Original matrix acquiring unit, the data for each time point in data after handling will be handled as a row vector In chronological sequence the corresponding row vector of sequence sequentially combines from top to bottom in data afterwards, obtains primitive character matrix；

Simplification matrix acquiring unit, for the column vector chosen in primitive character matrix to be carried out statistical calculation to be increased newly Column vector deletes the size ranking in newly-increased column vector with the Pearson correlation coefficient of each column vector in primitive character matrix Column vector after preset rank threshold is simplified rear eigenmatrix；

Raw data set acquiring unit obtains raw data set for increasing by a column result vector in eigenmatrix after simplifying；

Raw data set split cells extracts the row vector of preset percentage as training by row for concentrating in initial data Collection, and concentrate non-extracted row vector as test set initial data；

Model training unit, for, to including being trained to training pattern for multiple submodels, being used for by training set The identification model of anti-fraud identification.

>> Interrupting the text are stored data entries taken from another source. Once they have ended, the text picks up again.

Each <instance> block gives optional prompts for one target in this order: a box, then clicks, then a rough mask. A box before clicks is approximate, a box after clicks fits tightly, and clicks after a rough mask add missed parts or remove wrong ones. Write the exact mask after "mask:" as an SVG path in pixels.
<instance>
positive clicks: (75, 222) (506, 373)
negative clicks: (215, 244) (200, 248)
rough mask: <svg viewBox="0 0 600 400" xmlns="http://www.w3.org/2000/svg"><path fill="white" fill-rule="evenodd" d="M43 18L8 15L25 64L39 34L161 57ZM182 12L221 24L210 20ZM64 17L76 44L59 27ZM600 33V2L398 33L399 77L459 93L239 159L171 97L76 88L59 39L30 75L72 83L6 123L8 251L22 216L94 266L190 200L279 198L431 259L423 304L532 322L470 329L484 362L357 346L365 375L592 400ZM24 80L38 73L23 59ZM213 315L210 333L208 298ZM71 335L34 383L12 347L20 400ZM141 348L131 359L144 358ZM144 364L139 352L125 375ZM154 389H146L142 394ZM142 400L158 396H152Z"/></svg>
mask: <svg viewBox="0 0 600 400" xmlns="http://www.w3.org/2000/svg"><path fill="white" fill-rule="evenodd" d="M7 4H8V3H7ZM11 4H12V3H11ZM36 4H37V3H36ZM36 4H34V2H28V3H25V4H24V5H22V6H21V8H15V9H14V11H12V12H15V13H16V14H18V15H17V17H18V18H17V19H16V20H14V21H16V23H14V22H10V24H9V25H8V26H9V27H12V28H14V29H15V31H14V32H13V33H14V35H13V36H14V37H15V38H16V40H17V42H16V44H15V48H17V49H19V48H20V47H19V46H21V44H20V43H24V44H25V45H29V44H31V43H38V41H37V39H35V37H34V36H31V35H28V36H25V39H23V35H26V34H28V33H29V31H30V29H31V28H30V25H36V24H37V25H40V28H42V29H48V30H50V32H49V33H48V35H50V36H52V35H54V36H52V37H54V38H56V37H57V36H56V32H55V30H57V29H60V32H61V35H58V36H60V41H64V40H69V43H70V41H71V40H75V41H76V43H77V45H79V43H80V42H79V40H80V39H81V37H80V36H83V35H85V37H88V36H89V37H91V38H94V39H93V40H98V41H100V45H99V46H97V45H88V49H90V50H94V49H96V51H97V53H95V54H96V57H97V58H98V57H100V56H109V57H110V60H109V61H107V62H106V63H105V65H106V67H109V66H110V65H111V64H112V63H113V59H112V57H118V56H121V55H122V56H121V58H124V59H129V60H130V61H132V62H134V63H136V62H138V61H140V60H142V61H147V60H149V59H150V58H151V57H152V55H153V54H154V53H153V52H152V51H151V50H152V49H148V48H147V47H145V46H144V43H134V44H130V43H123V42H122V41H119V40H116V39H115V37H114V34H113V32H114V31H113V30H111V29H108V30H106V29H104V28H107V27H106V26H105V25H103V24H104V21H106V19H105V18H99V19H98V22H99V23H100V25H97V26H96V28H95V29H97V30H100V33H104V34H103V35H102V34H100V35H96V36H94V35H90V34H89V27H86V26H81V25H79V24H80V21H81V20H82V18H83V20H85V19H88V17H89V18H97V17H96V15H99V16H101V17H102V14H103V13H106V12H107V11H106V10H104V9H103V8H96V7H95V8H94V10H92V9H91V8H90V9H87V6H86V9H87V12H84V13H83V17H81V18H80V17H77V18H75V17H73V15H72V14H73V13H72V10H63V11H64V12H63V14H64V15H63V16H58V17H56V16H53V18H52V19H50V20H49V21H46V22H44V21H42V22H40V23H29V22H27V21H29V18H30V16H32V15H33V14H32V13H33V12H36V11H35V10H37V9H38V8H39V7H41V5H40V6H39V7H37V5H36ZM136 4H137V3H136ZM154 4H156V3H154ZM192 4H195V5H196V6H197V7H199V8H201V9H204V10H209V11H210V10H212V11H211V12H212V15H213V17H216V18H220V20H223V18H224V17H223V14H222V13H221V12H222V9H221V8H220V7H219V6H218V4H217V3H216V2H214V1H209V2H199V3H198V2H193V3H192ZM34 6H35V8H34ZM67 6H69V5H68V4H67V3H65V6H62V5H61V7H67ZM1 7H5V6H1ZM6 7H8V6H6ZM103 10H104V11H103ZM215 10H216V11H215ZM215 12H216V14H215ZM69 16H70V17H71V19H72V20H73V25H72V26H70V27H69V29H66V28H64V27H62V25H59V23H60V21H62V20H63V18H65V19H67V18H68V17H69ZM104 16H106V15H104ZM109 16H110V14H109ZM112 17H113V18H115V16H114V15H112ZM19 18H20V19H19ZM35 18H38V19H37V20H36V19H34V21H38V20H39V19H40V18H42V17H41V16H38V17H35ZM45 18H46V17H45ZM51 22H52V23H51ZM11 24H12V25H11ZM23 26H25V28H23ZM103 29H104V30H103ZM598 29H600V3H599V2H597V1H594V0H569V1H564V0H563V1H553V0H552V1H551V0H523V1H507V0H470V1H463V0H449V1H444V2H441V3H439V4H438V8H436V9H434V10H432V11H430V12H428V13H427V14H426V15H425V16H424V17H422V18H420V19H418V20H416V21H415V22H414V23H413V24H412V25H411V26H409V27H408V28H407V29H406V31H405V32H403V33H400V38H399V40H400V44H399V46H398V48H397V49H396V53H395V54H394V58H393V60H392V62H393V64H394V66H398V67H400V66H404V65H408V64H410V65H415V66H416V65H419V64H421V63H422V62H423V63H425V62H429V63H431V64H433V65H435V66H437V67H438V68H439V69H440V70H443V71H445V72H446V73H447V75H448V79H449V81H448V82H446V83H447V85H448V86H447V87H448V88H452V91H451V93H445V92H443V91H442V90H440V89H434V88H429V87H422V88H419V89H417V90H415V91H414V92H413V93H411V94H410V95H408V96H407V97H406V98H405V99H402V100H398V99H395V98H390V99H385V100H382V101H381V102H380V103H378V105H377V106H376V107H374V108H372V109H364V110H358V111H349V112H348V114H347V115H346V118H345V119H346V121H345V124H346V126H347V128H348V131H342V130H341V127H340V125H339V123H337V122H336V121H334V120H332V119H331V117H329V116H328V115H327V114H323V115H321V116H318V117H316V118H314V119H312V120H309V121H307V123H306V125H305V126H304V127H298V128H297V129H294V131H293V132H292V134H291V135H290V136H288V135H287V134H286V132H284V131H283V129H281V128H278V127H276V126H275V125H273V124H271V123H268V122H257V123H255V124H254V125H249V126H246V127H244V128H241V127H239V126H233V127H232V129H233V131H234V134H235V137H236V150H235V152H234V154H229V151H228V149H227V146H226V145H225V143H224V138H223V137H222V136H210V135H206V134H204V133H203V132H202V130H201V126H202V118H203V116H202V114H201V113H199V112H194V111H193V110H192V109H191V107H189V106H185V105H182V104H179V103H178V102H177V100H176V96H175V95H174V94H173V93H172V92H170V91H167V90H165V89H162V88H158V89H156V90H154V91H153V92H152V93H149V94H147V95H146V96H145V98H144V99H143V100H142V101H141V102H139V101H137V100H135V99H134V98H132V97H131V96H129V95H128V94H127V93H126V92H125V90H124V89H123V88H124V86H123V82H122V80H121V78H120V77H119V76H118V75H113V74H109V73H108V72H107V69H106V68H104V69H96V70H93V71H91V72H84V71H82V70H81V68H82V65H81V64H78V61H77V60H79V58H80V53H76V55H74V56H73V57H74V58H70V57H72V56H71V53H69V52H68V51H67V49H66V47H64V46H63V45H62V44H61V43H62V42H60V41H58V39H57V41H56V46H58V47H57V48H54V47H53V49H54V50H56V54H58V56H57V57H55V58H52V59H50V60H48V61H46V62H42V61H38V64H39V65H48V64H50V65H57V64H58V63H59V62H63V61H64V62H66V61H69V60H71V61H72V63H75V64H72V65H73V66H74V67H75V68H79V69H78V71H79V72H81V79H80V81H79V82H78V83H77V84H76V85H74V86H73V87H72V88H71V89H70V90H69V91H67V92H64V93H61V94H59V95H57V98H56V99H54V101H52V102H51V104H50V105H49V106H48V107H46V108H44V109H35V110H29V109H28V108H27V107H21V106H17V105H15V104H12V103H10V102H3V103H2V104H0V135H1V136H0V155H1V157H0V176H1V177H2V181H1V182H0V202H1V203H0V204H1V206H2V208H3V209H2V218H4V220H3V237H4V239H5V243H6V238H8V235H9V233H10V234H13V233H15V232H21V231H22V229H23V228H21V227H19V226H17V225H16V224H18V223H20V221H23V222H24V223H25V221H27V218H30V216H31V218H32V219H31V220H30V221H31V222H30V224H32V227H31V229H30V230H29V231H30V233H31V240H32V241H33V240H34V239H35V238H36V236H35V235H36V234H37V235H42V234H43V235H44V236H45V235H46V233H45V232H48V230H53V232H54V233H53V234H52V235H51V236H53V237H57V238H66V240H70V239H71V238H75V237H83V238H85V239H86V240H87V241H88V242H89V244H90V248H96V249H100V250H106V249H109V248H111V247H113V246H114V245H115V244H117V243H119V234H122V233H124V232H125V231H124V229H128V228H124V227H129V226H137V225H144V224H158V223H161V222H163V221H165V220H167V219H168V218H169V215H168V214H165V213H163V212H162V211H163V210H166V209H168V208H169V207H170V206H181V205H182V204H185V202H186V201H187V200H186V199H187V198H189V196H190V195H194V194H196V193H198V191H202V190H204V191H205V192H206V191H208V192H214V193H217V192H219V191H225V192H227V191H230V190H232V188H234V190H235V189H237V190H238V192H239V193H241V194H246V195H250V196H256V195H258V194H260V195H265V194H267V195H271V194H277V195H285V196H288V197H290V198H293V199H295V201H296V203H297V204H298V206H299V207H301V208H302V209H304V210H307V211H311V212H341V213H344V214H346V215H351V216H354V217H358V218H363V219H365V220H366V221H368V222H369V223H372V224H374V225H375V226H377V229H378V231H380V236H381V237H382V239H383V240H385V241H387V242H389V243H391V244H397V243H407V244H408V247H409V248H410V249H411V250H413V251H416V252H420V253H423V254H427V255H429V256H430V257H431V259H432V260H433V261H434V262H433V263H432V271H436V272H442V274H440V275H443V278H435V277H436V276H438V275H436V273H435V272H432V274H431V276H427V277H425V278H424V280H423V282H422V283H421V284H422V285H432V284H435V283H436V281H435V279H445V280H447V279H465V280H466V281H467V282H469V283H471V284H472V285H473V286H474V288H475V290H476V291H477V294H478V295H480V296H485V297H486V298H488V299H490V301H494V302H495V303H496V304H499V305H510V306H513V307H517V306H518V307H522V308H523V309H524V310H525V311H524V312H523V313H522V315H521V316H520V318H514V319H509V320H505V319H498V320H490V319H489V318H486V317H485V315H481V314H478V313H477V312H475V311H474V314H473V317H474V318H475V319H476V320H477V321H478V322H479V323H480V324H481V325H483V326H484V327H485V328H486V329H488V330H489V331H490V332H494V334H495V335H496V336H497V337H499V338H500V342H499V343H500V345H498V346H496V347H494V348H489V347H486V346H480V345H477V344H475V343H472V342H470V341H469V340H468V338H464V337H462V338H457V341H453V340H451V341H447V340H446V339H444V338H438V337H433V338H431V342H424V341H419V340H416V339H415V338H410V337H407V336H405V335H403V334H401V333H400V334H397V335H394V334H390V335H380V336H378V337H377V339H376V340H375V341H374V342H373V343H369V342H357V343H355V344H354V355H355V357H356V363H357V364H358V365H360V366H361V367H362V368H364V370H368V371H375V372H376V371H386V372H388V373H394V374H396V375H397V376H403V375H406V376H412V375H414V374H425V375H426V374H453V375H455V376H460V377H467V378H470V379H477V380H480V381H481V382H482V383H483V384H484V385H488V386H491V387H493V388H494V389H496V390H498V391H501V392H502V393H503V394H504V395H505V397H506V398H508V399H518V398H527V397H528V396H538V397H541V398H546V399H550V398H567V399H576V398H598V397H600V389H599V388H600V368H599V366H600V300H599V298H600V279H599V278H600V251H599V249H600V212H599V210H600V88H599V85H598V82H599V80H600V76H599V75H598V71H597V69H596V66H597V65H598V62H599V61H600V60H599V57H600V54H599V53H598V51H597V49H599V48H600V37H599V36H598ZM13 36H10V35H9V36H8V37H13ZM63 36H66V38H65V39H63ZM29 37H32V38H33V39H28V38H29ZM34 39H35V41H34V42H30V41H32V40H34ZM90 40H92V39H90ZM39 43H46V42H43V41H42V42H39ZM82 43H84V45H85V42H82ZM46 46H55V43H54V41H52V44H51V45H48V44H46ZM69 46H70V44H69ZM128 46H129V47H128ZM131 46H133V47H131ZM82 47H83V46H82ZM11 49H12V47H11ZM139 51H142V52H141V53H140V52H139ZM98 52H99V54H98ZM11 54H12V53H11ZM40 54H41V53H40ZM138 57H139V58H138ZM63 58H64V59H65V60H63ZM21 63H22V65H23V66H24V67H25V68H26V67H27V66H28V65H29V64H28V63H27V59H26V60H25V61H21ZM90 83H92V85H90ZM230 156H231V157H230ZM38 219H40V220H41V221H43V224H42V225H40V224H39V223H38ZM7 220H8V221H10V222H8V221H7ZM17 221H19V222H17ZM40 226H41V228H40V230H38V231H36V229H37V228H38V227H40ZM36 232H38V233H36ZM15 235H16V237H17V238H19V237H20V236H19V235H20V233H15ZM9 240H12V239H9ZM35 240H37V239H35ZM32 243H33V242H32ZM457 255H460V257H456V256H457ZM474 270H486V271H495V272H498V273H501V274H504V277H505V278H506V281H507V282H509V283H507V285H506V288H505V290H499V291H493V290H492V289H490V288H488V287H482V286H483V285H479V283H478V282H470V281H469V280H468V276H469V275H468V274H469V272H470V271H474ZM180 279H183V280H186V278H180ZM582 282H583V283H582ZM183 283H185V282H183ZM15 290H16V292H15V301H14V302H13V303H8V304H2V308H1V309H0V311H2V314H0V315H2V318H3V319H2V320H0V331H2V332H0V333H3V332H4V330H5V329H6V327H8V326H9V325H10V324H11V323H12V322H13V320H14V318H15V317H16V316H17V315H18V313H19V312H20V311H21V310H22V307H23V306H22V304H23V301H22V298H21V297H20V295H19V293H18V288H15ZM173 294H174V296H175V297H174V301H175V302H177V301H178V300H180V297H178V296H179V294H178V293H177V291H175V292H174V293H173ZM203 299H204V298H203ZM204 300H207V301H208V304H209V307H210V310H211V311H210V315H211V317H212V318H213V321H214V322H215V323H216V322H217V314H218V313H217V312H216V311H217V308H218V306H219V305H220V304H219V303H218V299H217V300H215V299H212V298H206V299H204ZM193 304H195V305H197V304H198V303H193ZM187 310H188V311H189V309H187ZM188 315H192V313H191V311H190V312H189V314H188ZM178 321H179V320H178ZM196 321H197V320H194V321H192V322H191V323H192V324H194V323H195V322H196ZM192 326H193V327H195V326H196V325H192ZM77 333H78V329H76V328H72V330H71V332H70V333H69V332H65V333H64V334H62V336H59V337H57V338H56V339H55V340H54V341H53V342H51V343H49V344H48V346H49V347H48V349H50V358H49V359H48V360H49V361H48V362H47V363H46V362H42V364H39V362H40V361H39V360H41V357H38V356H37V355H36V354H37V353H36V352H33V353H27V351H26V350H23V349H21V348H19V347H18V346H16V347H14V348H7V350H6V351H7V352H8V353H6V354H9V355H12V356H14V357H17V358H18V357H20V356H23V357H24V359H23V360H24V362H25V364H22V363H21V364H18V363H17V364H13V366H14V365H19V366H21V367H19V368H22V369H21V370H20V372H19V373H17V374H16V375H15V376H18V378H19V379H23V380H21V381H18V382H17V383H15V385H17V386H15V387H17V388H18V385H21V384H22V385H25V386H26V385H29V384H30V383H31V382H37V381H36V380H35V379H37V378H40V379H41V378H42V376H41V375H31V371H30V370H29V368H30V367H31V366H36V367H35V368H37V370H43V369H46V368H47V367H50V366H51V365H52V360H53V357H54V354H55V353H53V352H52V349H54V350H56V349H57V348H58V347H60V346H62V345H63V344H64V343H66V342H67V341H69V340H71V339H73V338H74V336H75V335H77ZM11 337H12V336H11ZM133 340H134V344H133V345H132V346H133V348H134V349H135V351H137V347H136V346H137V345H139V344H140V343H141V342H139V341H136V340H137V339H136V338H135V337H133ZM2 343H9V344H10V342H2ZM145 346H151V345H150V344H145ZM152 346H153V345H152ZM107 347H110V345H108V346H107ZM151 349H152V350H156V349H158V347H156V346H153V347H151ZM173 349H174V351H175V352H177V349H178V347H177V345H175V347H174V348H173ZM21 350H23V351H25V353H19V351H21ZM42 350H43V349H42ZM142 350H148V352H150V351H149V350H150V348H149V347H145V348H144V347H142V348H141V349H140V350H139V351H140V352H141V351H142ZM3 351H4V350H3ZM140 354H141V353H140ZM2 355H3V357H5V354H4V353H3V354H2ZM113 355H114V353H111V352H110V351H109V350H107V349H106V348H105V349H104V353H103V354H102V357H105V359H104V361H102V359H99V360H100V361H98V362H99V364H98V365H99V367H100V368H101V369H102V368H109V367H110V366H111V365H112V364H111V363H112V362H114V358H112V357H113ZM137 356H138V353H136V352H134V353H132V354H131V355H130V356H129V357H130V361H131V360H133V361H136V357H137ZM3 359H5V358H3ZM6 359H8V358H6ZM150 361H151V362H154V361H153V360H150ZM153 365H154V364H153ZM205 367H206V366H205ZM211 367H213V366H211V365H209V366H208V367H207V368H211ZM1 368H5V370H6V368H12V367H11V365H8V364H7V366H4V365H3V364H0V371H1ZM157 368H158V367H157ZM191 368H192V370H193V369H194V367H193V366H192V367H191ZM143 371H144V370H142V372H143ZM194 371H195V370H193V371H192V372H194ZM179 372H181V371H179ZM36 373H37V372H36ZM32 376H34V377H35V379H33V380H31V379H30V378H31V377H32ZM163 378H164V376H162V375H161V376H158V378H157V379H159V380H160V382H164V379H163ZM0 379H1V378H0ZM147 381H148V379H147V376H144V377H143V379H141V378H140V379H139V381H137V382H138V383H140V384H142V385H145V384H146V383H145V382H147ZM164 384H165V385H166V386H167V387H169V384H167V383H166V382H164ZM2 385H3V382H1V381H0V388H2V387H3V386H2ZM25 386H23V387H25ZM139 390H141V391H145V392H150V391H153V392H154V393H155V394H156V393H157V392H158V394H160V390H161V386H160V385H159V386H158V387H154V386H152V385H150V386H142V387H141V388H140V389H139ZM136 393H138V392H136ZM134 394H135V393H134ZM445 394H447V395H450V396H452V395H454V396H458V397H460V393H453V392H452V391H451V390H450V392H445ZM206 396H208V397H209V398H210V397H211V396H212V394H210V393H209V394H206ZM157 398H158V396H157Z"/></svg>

9. a kind of computer equipment, including memory, processor and it is stored on the memory and can be on the processor The computer program of operation, which is characterized in that the processor realizes such as claim 1 to 7 when executing the computer program Any one of described in Multiple recognition model building method.

10. a kind of computer readable storage medium, which is characterized in that the computer-readable recording medium storage has computer journey Sequence, it is as described in any one of claim 1 to 7 more that the computer program when being executed by a processor executes the processor Weight identification model construction method.